If you'd like a yard that mostly takes care of itself, "imitates nature" by providing a lot of food with minimal care and is affordable and good for the planet, you might want to explore permaculture.
As a group of students of the Southern Oregon Permaculture Institute in Ashland mapped her spacious Talent yard and garden, Oceana D'amore explained that she wanted a comprehensive plan that provides year-round food without her making a career out of it.
The students, enrolled in a course for six weekends, will provide her with a map, a list of things to do and buy, along with a long-range plan that disturbs nature as little as possible and moves her toward having an "edible food forest," says Chuck Burr, executive director of SOPI.
"Think of it as a permanent type of agriculture," says Burr, who offers free yard design for homeowners who invite students onto their land.
"You build the topsoil, you feed yourself and nature gets rehabilitated (from past farming damage)."
The object, says Larry Korn of SOPI, is to get everything — yard, garden, greenhouse, chickens, water system — on the same page so they work together and let nature take its course as much as possible."
While showing her backyard garden to the permaculture students last weekend, D'amore said, "I'm trying to make it productive, beautiful, low-maintenance and sustainable. The students are going to make a site plan, which I've had trouble coming up with, to grow food and improve water management."
Permaculture is a system that generally eschews annual plants — seeking instead to plant perennial food plants adapted to an area, which require a minimum of care and work with the environment, says Korn.
The work comes at the front end, getting it installed, he says, but it's low maintenance to run — and that means you encourage perennial plants such as asparagus, artichokes, rhubarb, berries, currants and fruit or nut trees.
"You're imitating a woodland," says Korn.
Permaculture is not about barging in and creating a whole, new, foreign system, but taking time, says student Leah Winters of Ashland, and bringing in simple, sustainable systems, bit by bit, that answer the question, "What would nature do?"
Permaculturists don't like to disturb topsoil, which has spent years building rhizomes and mycorrhiza (systems of the root ecology) that maximize its interaction with topsoil. Less is more.
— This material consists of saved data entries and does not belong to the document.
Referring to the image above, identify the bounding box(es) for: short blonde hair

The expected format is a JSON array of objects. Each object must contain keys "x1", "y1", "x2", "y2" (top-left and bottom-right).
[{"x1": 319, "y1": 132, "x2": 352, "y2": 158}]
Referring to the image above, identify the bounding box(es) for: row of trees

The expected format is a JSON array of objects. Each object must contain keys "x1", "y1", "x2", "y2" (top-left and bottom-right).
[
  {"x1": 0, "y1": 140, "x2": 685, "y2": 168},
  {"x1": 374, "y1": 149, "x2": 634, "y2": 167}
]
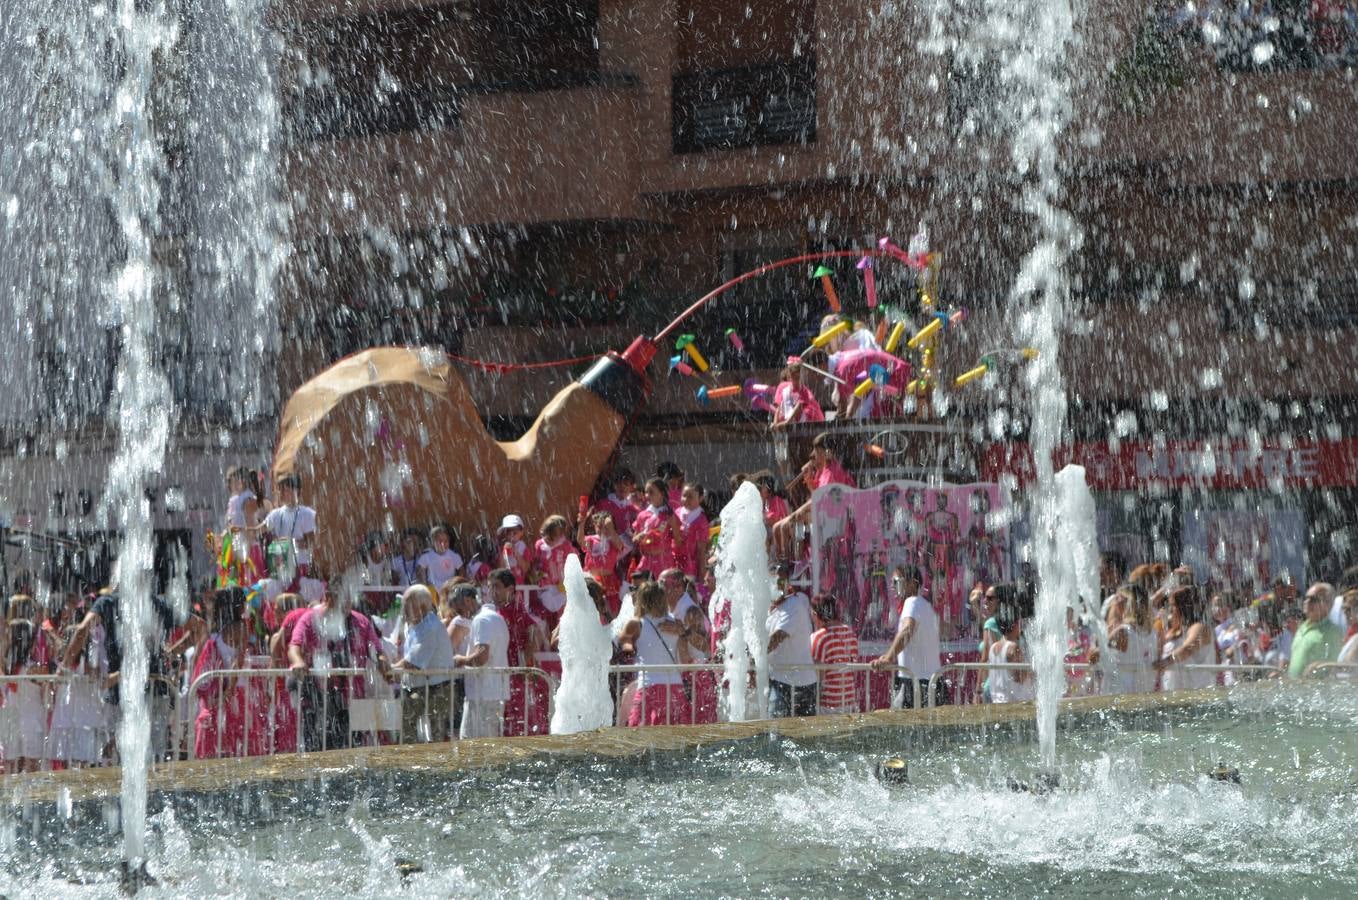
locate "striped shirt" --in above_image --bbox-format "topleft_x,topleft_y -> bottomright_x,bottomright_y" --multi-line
810,624 -> 860,711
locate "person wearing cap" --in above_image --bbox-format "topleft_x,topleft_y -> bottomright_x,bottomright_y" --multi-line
498,514 -> 531,584
767,566 -> 818,717
871,566 -> 944,707
770,357 -> 825,430
1289,583 -> 1343,678
391,585 -> 455,742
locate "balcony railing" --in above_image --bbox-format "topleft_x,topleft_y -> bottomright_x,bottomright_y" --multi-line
671,58 -> 817,154
287,71 -> 640,143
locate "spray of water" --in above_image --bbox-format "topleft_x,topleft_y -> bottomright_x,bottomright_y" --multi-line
716,482 -> 771,721
551,555 -> 614,734
101,0 -> 176,869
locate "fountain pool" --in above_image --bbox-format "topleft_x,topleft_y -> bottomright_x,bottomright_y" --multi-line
4,684 -> 1356,898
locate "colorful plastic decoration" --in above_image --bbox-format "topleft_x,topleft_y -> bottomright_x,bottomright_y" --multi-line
954,358 -> 992,388
809,320 -> 850,350
906,311 -> 950,350
812,265 -> 841,313
696,384 -> 741,405
857,256 -> 878,308
725,328 -> 745,353
675,334 -> 709,372
884,320 -> 908,354
669,355 -> 695,377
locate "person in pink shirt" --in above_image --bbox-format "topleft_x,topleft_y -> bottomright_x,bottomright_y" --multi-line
266,591 -> 307,753
656,461 -> 685,512
192,588 -> 260,759
530,514 -> 574,632
630,478 -> 683,578
828,347 -> 910,420
677,483 -> 710,582
595,468 -> 640,537
770,358 -> 825,429
578,510 -> 627,616
498,513 -> 531,584
288,590 -> 390,751
755,472 -> 790,532
772,433 -> 856,561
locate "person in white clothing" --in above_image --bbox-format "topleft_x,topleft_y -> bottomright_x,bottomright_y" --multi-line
417,526 -> 463,586
767,566 -> 818,718
1155,586 -> 1218,692
442,582 -> 479,735
661,569 -> 717,723
616,581 -> 690,726
454,586 -> 510,739
1106,583 -> 1160,695
988,611 -> 1034,704
872,566 -> 944,707
1338,591 -> 1358,665
263,474 -> 317,582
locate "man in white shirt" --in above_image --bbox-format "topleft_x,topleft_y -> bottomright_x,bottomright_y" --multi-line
417,525 -> 463,586
872,566 -> 944,707
767,565 -> 818,717
263,474 -> 317,583
391,585 -> 455,743
454,571 -> 511,739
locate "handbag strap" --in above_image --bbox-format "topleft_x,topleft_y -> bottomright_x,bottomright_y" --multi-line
646,617 -> 679,666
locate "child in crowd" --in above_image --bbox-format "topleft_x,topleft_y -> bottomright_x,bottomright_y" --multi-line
391,528 -> 423,589
770,358 -> 825,429
810,594 -> 860,715
360,531 -> 393,586
532,515 -> 574,631
656,461 -> 685,512
498,514 -> 531,584
596,469 -> 641,537
2,598 -> 52,772
49,607 -> 108,768
224,465 -> 267,584
578,510 -> 627,617
417,525 -> 463,586
192,588 -> 254,759
263,474 -> 317,587
755,472 -> 789,532
677,484 -> 710,583
631,478 -> 682,577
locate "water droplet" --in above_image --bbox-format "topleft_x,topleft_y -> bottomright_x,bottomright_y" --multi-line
1251,42 -> 1275,65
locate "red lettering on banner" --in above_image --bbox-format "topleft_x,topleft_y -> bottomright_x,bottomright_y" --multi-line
980,438 -> 1358,490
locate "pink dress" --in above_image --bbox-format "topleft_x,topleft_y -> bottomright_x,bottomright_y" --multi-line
831,348 -> 911,417
677,507 -> 710,579
193,637 -> 247,759
773,381 -> 825,423
630,505 -> 679,576
597,494 -> 639,537
813,459 -> 856,490
532,537 -> 574,630
502,539 -> 530,584
763,495 -> 789,529
582,534 -> 623,615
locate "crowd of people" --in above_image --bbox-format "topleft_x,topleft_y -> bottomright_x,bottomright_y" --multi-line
2,441 -> 1355,773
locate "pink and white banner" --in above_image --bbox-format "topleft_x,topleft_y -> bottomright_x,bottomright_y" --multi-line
810,481 -> 1010,641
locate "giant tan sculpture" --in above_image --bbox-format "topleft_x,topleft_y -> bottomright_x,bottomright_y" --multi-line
271,339 -> 657,576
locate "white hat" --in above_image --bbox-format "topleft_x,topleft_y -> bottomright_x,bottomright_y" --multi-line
498,514 -> 524,532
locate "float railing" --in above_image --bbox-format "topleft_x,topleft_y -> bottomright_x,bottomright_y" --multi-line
1302,661 -> 1358,679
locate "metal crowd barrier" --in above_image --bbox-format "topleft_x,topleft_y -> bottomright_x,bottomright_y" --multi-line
1303,661 -> 1358,679
184,665 -> 560,758
928,661 -> 1294,707
605,662 -> 920,725
0,672 -> 181,771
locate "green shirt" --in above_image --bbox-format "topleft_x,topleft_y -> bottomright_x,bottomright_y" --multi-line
1288,618 -> 1343,678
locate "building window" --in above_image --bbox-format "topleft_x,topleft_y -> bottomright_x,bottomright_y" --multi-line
672,58 -> 817,154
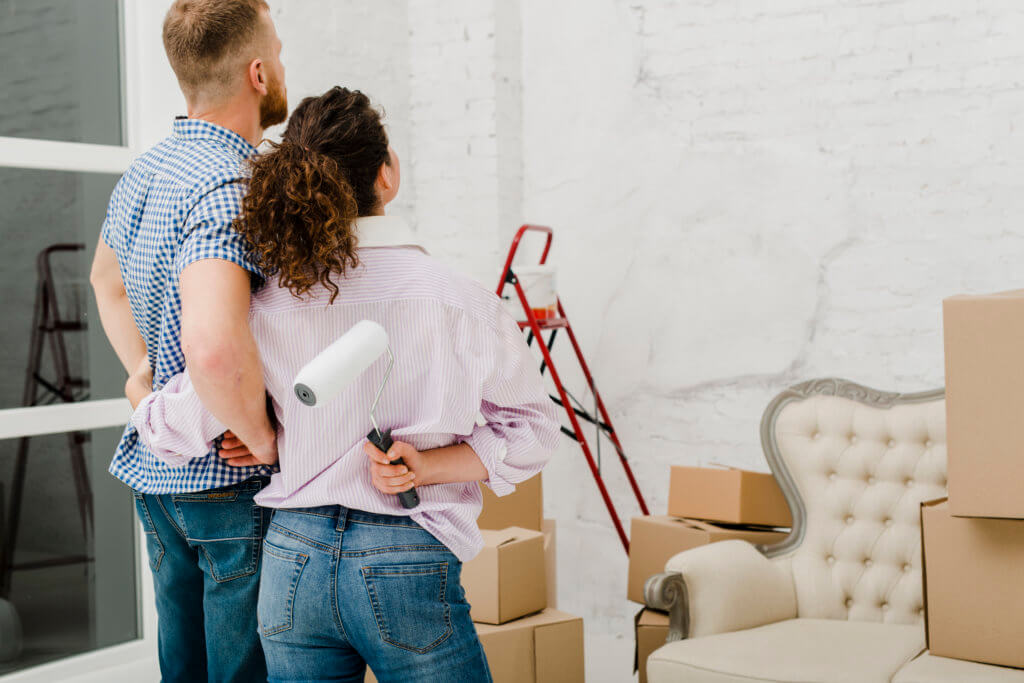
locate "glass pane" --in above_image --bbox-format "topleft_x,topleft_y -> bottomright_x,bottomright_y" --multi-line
0,168 -> 137,674
0,426 -> 138,674
0,168 -> 122,409
0,0 -> 123,146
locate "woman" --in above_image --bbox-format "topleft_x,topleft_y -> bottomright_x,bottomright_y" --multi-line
127,86 -> 559,682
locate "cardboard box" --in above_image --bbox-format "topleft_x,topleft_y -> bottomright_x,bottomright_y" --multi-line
667,465 -> 792,527
921,498 -> 1024,669
479,473 -> 543,531
634,608 -> 670,683
542,518 -> 557,609
475,608 -> 584,683
367,609 -> 582,683
627,515 -> 788,603
944,292 -> 1024,518
462,527 -> 546,624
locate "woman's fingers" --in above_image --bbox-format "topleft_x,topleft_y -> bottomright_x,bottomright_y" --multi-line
374,462 -> 409,477
373,472 -> 415,493
363,441 -> 392,464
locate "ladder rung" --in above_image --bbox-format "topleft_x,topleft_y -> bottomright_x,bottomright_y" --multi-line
43,322 -> 86,331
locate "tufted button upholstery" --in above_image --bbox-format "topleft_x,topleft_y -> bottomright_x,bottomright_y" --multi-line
772,393 -> 947,625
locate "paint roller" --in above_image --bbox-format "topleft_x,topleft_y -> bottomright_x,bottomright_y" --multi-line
293,320 -> 420,509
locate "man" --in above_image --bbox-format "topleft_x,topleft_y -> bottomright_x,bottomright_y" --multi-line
89,1 -> 287,680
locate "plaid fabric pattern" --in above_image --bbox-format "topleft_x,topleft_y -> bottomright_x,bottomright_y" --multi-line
102,118 -> 274,493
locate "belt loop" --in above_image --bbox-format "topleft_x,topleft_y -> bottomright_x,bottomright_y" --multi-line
335,506 -> 349,533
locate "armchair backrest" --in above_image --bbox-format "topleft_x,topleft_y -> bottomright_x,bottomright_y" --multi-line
761,379 -> 947,626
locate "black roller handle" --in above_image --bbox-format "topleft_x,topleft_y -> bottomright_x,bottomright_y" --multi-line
367,428 -> 420,509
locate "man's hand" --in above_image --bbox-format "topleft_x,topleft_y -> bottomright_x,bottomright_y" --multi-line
217,429 -> 279,467
125,355 -> 154,410
364,440 -> 423,495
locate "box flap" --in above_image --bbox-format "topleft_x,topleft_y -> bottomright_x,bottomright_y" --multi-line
481,526 -> 541,547
675,518 -> 719,532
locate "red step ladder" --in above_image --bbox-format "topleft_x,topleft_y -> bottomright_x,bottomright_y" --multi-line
496,225 -> 649,552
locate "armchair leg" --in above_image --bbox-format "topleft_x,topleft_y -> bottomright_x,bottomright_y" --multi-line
644,572 -> 688,642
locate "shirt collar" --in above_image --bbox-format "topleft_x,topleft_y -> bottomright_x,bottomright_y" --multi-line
355,215 -> 428,253
172,117 -> 259,159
So, to kill off unwanted crabgrass in and around gardens, you don't lace into it with hoe and shovel, but, as D'amore has done, you put black plastic on it and let it die back naturally. Then you plant what you want.
"There are three ethics in permaculture," says student Kathy Blacksheer of Ashland. "Heal the earth, care for people and share the excess."
What that means in practice, she notes, is you heal the physical and chemical impacts of traditional farming, you make decisions that bring health to humans and you share the skills, knowledge, tools and produce of your work.
"It's about connecting with the natural systems that let nature run its natural course," says student Dana Delashmutt of Talent. "Nature is already perfect. What we need to do is not intervene in ways that cause problems.
"It isn't done instantly. Permaculture is like nature; it acts slowly," he says, adding that the ultimate goal, a so-called "food forest," is "a step beyond an orchard" and has three to seven elevations or "layers" of food-producing plants.
Showing the "keyhole beds" — horseshoe-shaped raised beds that maximize access — D'amore says she plans to reduce "imports," the hay, leaves, cardboard and such that gardeners bring in.
"I work hard here," she notes, "and I'm looking forward to not working so hard."